In particular, the regional leaders agreed to contribute shaping the UN development agenda for after 2015, the target year of the Millennium Development Goals (MDGs).
The meeting brought together high-level public figures representing regional and international organizations with experts and thought leaders from the World Economic Forum's Network of Global Agenda Councils. It was held at the same time as the World Economic Forum's Summit on the Global Agenda 2012, which closes on Thursday.
The Global Meeting of Regional Organizations provided a platform for participants to discuss how to strengthen their effectiveness and act as catalysts for advancing global cooperation. The regional leaders agreed to broaden their agenda and expand participation.
They will hold further meetings in 2013.
The growing fragmentation of the post-Second World War global governance system provided the historical and political context for the meeting. In recent years, particularly in the aftermath of the global economic crisis, the effectiveness of global institutions, as well as their rules and decision-making processes, has come under intense scrutiny.

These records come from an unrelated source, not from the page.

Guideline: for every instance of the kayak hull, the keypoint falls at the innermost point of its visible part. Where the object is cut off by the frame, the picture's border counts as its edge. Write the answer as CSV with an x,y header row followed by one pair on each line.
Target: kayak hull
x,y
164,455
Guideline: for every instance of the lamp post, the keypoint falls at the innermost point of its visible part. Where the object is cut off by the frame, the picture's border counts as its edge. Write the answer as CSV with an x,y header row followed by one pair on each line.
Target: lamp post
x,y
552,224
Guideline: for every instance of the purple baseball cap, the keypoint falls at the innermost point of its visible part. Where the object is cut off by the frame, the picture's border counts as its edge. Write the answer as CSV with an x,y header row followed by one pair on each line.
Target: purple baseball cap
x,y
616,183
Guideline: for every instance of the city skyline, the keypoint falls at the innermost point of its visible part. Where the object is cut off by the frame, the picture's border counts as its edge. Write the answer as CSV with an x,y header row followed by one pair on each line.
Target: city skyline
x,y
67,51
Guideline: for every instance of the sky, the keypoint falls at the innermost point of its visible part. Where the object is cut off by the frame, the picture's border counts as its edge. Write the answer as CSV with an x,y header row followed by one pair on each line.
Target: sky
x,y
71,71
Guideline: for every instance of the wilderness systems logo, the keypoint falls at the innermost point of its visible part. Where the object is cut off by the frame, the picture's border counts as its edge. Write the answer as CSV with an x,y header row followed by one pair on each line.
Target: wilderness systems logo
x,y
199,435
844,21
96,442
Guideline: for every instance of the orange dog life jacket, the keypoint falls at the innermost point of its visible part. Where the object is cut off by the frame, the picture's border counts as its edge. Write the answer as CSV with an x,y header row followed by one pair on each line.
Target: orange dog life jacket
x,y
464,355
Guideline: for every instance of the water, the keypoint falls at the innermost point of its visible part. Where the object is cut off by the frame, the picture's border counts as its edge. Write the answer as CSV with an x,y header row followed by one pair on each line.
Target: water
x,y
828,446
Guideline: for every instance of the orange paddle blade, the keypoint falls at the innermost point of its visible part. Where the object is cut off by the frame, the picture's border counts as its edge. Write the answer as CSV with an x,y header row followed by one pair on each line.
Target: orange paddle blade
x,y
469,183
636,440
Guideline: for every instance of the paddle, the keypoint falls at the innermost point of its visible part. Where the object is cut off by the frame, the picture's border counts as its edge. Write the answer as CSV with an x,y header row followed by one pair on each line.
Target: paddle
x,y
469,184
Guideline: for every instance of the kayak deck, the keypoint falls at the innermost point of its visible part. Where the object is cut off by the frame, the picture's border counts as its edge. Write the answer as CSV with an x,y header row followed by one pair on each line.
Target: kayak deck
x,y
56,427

Evidence of the deficits of the global system today include the inability of the international community to agree on a global framework to reduce greenhouse gas emissions, the persistent deadlock in the Doha Round of multilateral trade negotiations or the lack of effective international regimes in preventing and managing armed conflicts.
The main issues discussed at the Global Meeting of Regional Organizations included the goal and purpose of regional organizations in the 21st century, regional initiatives to advance global trade, and how regional organizations can more efficiently prevent and manage armed conflicts and reduce the threat to human security.

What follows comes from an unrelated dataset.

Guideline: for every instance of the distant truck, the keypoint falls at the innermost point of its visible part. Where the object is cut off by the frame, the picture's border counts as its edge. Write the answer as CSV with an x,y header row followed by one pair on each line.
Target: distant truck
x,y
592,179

Weakening global governance and a simultaneous upsurge of regionalism have made regional organizations increasingly relevant actors on global issues.
While global institutions remain the most significant bodies to address transnational issues, regional organizations have an increasing responsibility to support global governance. In addition, regional solutions could prove to be significant catalysts for global action. There are more than 50 major regional organizations worldwide.